I will get back to writing about culture and history and art soon but I can’t do so without first acknowledging the genocide in Gaza. The scale of the atrocities being committed there are unfathomable, but they are also undeniable. I have been watching Bisan, Motaz, Plestia, Hind, and others, like you. My Instagram feed is almost completely filled with the suffering of Palestinians as they beg the world to intervene for justice.
There are the glimmers of hope from South Africa’s legal case, or the air drop from Jordan. The look on Bisan’s face as she talks about making pizza in the tents. Aaron Bushnell—a name I can remember without looking it up. The US man who donated $17.74 to Gaza from dozens of hours of work in prison. The hundreds of thousands of people protesting and demonstrating in cities all over the world in solidarity, in humanity, in outrage. When I explained to my son why I wasn’t going to buy him McDonalds and he agreed immediately even though he really, really wanted a Big Mac.

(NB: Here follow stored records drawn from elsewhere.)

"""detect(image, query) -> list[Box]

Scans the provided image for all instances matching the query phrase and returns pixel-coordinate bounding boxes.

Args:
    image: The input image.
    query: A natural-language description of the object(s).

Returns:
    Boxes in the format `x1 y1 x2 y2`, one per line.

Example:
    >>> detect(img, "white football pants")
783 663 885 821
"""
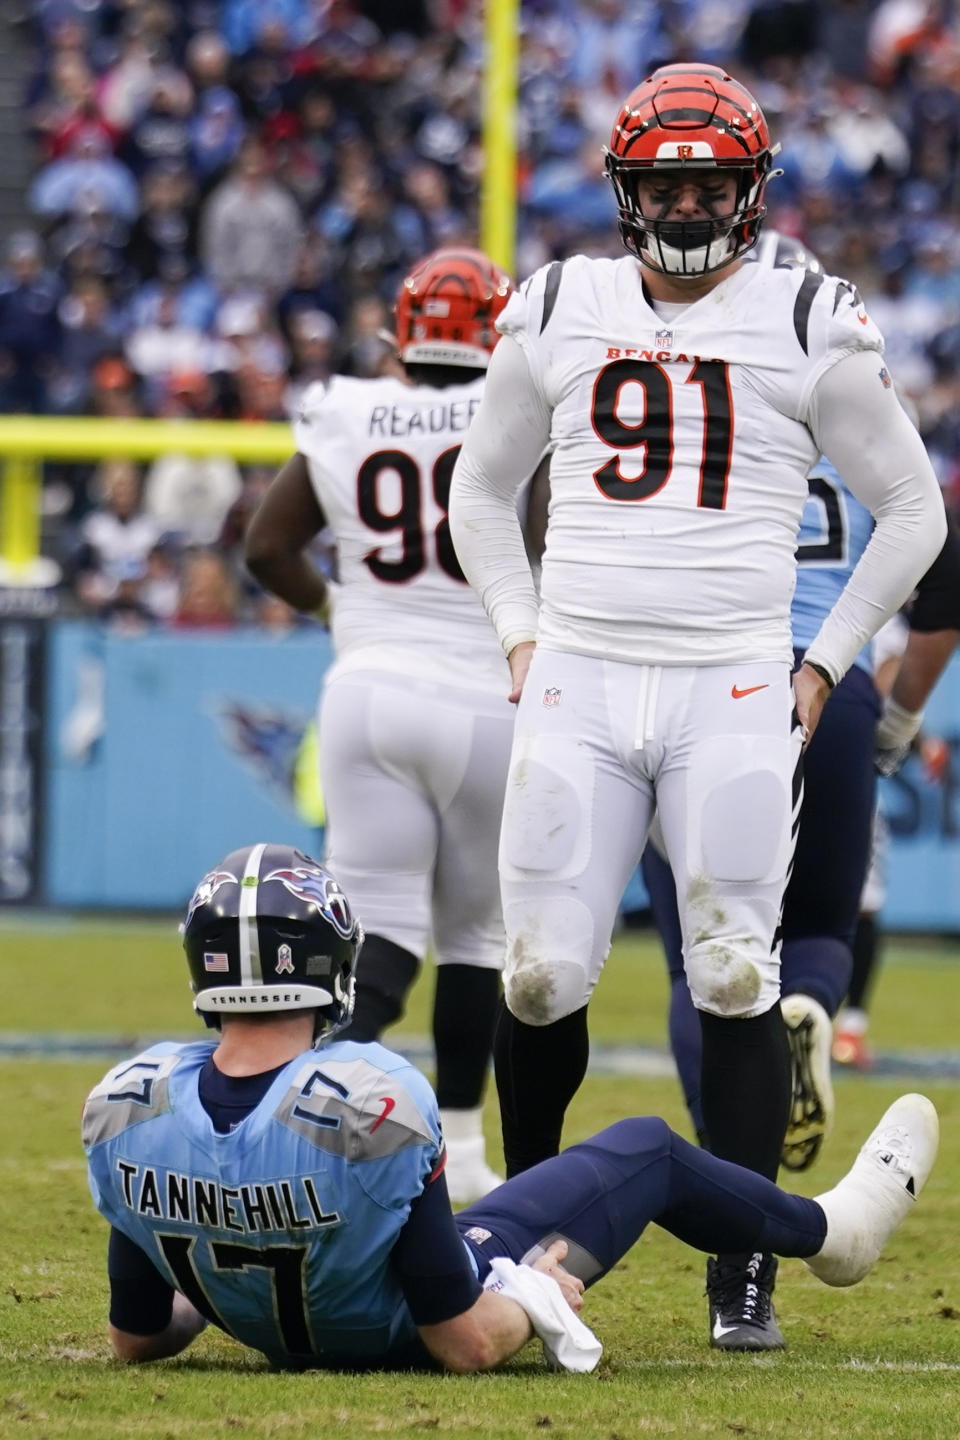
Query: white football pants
319 668 514 968
499 648 803 1024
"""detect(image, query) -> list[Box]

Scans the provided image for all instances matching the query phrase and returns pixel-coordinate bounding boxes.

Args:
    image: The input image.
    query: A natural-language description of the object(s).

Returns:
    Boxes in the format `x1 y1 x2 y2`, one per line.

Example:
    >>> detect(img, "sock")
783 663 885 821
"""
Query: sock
439 1105 484 1143
493 1000 589 1177
338 934 419 1043
699 1006 791 1183
779 936 853 1019
847 913 879 1011
433 964 501 1110
835 1006 868 1036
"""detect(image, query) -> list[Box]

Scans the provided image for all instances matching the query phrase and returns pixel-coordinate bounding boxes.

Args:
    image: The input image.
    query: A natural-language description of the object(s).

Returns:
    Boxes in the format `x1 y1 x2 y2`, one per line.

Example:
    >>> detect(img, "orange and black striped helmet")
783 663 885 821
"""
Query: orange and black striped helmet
395 247 514 369
603 63 779 278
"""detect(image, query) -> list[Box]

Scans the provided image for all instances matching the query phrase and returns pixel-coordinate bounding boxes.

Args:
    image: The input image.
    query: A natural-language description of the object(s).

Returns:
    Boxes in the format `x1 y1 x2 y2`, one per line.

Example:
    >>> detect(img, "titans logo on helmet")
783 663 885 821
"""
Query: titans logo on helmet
264 867 356 938
186 869 238 923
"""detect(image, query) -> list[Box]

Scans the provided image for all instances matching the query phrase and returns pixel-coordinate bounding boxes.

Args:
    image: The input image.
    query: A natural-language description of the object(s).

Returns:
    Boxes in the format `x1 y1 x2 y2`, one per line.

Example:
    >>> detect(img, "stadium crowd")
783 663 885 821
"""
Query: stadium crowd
3 0 960 621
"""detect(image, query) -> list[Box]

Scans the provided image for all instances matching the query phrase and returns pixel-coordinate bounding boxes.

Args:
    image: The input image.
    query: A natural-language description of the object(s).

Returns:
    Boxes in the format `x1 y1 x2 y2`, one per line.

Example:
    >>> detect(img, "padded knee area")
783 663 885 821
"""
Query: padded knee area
502 896 596 1025
505 959 589 1026
686 938 766 1018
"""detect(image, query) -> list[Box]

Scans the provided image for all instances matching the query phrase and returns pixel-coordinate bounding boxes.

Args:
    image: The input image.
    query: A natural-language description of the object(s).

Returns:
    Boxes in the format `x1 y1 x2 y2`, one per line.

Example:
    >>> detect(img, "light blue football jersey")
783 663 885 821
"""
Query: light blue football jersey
83 1038 444 1364
792 459 875 673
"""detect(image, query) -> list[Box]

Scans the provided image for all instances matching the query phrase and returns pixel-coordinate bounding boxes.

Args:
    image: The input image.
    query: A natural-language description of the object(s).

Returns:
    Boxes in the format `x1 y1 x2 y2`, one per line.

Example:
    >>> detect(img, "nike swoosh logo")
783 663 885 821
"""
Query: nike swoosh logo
731 683 770 699
713 1318 741 1339
370 1097 395 1132
857 312 868 325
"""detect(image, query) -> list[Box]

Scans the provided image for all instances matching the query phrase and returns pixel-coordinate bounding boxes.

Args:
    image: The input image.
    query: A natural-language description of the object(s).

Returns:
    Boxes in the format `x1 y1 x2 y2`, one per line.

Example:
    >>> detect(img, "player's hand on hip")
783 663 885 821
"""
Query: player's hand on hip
507 641 536 704
793 663 832 746
530 1239 585 1313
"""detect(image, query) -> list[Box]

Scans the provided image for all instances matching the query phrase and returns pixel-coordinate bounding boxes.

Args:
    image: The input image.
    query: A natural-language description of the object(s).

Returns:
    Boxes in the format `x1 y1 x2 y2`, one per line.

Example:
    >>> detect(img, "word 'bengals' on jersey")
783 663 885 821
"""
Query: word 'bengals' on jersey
294 374 508 695
502 255 884 668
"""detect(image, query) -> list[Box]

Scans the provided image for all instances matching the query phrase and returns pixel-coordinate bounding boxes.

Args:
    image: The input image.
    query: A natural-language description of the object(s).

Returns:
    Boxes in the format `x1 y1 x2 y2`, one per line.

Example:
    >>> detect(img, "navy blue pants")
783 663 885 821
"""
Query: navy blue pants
643 655 879 1137
457 1117 825 1285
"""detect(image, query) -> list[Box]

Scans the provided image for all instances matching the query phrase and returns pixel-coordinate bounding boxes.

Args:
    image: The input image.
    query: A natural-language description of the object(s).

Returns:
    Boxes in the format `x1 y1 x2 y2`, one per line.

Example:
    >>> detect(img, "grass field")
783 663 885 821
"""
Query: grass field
2 917 958 1439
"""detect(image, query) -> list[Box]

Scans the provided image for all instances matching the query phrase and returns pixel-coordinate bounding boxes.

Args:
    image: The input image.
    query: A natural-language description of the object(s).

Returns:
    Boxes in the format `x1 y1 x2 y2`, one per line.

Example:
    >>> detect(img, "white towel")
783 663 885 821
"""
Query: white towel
482 1257 602 1372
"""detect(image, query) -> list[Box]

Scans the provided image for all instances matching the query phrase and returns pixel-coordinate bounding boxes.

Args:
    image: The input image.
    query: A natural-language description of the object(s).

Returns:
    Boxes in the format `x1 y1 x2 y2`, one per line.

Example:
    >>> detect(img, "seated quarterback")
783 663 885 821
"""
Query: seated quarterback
82 843 939 1372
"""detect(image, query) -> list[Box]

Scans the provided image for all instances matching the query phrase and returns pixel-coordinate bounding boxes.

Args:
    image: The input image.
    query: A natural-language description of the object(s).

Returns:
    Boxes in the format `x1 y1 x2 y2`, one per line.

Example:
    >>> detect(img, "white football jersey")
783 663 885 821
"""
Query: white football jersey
500 255 884 666
294 373 509 693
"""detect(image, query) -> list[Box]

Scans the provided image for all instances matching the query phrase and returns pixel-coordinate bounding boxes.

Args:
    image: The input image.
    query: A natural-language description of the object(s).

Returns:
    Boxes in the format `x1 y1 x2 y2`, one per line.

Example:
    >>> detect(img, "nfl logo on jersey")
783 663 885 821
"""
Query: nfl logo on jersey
542 687 562 707
655 327 674 348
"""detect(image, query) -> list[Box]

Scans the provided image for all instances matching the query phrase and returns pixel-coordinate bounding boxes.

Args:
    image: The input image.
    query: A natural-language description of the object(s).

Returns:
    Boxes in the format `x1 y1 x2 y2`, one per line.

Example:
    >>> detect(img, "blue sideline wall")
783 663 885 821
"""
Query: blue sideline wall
36 624 960 926
44 622 330 909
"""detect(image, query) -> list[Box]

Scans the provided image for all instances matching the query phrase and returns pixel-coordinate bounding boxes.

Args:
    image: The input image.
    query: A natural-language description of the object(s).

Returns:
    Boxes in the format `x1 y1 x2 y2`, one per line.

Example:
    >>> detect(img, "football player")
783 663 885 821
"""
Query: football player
245 248 528 1203
83 844 939 1371
448 63 946 1350
641 218 960 1180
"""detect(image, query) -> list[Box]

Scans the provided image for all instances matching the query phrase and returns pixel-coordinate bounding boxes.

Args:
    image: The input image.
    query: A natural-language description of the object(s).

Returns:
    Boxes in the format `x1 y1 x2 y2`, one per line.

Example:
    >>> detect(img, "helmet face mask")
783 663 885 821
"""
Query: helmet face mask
603 64 779 279
182 843 363 1046
394 247 513 369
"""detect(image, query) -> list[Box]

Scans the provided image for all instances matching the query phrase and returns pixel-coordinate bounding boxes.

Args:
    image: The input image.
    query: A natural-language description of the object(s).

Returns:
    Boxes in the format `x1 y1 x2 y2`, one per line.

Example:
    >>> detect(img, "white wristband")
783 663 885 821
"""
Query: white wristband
876 696 924 751
483 1256 602 1372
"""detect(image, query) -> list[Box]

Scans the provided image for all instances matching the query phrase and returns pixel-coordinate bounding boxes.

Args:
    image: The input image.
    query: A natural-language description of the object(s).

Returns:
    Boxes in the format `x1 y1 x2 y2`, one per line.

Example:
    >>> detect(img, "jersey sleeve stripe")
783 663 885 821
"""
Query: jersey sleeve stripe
793 271 825 355
539 261 566 335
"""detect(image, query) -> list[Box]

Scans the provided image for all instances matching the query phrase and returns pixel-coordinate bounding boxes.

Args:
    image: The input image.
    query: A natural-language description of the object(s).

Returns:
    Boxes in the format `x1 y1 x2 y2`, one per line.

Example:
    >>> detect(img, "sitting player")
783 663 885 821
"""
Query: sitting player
83 844 939 1372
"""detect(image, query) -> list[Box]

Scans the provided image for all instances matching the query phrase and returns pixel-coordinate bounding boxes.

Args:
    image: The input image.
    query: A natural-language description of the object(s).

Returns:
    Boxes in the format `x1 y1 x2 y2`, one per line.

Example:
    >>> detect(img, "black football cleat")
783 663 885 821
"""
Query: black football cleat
707 1251 785 1351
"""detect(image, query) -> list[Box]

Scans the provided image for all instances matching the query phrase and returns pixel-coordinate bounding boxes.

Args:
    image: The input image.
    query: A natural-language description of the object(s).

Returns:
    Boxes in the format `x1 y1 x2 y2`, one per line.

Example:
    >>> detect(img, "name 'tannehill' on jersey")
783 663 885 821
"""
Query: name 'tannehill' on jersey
502 256 884 667
294 374 508 692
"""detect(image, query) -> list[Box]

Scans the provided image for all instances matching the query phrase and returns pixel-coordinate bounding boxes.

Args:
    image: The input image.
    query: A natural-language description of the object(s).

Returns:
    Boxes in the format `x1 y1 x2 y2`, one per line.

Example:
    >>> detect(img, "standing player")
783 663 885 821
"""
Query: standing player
245 249 519 1202
448 63 946 1349
82 843 939 1372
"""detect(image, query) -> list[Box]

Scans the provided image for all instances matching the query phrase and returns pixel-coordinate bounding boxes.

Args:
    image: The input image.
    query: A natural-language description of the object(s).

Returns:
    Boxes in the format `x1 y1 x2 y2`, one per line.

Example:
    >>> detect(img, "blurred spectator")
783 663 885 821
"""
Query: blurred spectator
159 367 228 420
125 163 199 282
29 129 140 224
170 547 239 628
199 135 304 296
97 27 159 132
140 539 181 621
121 67 195 177
222 0 319 57
253 590 303 631
88 355 141 418
51 274 126 413
277 235 345 329
26 47 101 158
125 286 215 408
0 231 62 413
49 191 130 291
189 89 246 189
72 460 161 612
143 450 244 549
213 292 289 379
336 292 399 378
284 308 338 414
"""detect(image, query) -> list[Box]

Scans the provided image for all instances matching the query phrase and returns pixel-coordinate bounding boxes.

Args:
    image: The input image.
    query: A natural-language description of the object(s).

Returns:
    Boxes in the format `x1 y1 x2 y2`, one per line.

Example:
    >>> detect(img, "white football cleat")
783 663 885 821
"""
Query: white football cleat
805 1093 939 1287
444 1135 505 1205
781 993 834 1171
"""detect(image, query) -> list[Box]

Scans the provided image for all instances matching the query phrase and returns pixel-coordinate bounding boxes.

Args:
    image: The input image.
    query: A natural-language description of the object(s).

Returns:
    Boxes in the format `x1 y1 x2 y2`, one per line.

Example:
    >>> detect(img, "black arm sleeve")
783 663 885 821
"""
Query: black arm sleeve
391 1169 483 1326
107 1226 175 1335
911 511 960 632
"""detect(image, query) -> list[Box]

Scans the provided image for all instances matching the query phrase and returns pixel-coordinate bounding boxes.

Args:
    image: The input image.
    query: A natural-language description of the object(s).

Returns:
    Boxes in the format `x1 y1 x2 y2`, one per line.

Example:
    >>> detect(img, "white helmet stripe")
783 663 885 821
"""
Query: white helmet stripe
238 842 266 985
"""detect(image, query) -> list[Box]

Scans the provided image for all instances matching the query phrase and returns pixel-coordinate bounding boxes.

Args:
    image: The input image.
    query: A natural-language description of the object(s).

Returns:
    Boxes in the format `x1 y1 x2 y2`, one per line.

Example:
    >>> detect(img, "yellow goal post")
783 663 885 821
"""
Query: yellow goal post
0 415 293 586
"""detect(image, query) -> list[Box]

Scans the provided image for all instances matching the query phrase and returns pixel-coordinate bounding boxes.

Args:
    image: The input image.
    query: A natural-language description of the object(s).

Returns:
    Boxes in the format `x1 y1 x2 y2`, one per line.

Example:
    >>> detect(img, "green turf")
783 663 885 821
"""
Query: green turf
1 919 958 1438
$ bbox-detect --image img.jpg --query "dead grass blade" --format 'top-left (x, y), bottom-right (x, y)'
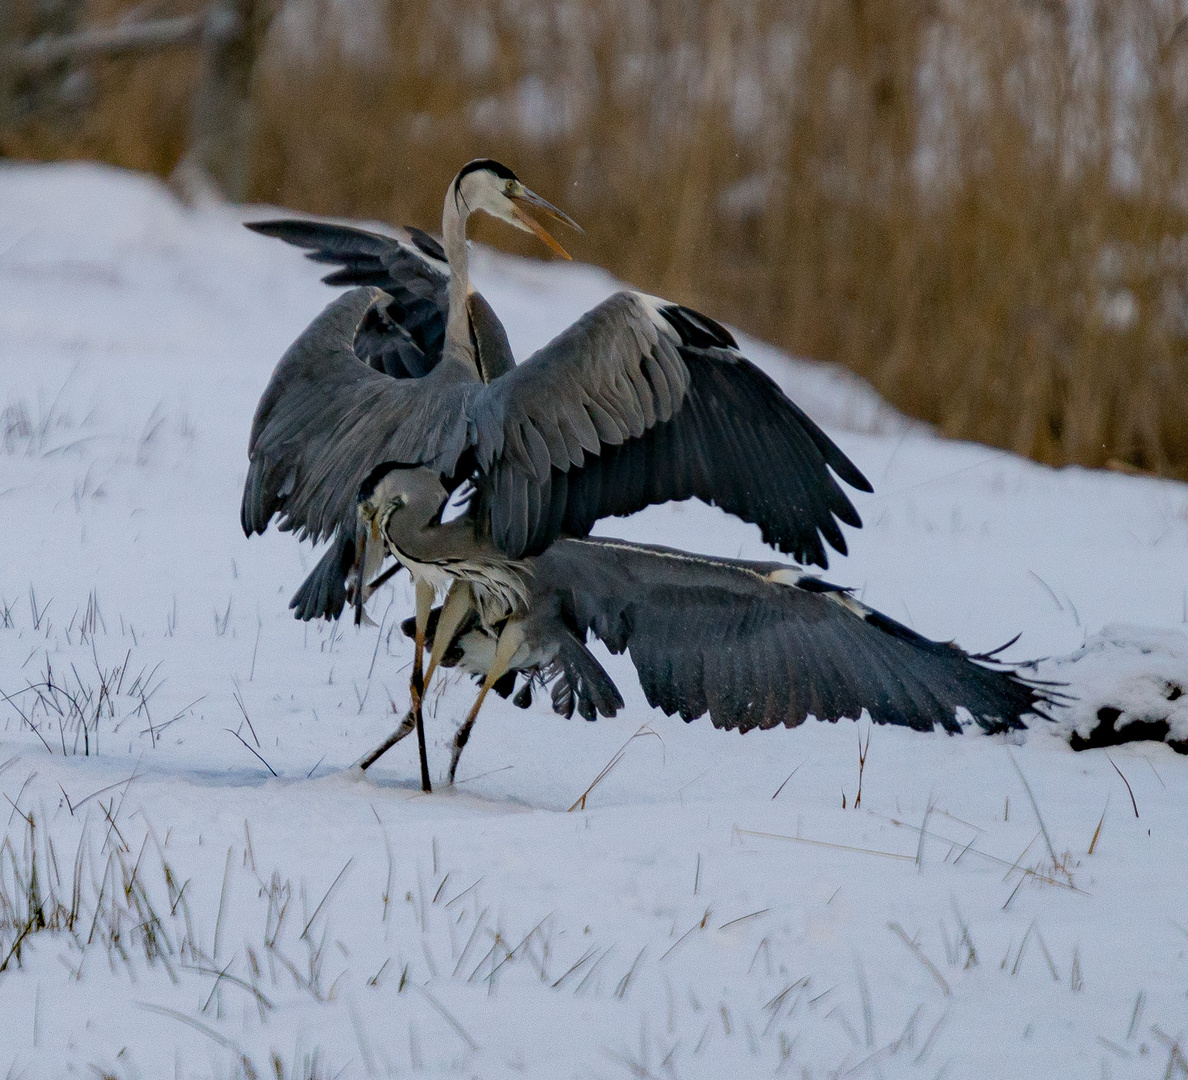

Then the horrors of the images we are seeing, the stories we hear, Biden eating ice cream as he talks about a ceasefire, pandering to a media that continues to ‘both-sides’ it.
Our own politicians in New Zealand are doing their best to undo good work done by previous government without doing any of their own good work to make up for it. Not to mention their gross avoidance of the genocide. These people are walking down the same streets I walk down. They are in my hometown. I have gone to protests and stood on the manicured lawns of parliament and yelled at the stony building. It’s hard to comprehend how they are seeing the same things I am, and they are turning away.
I don’t know how to write around these things. How to live, even. It feels like the whole world ought to stop until this horror is stopped, but that’s not how it works, so I go about my safe, ordinary life. I don’t have much of a platform and it feels useless for me to say anything, but I can’t say nothing. I am finding that I crave people talking about this.
So for Oscars night I’ll be wearing the shame of my government refusing to take a stand against genocide. I’ll be wearing the fierce outrage of a mother watching other mothers dying as they try to protect their babies, as they scream and wail over their bodies. I’ll be wearing—most likely—my pyjamas, in my safe and warm house, as I email our politicians. I’ll be wearing frustration and pain but I refuse to wear hopelessness.
While I continue to email and protest and boycott and post and share the voices of Palestinians, while I do the only things I can, I will also give myself permission to write again. To live my ordinary life. And I hope that soon Bisan and all the people of Gaza—especially the children, God, my heart, the children—can live their lives too. Though it won’t be ordinary again for a very, very long time.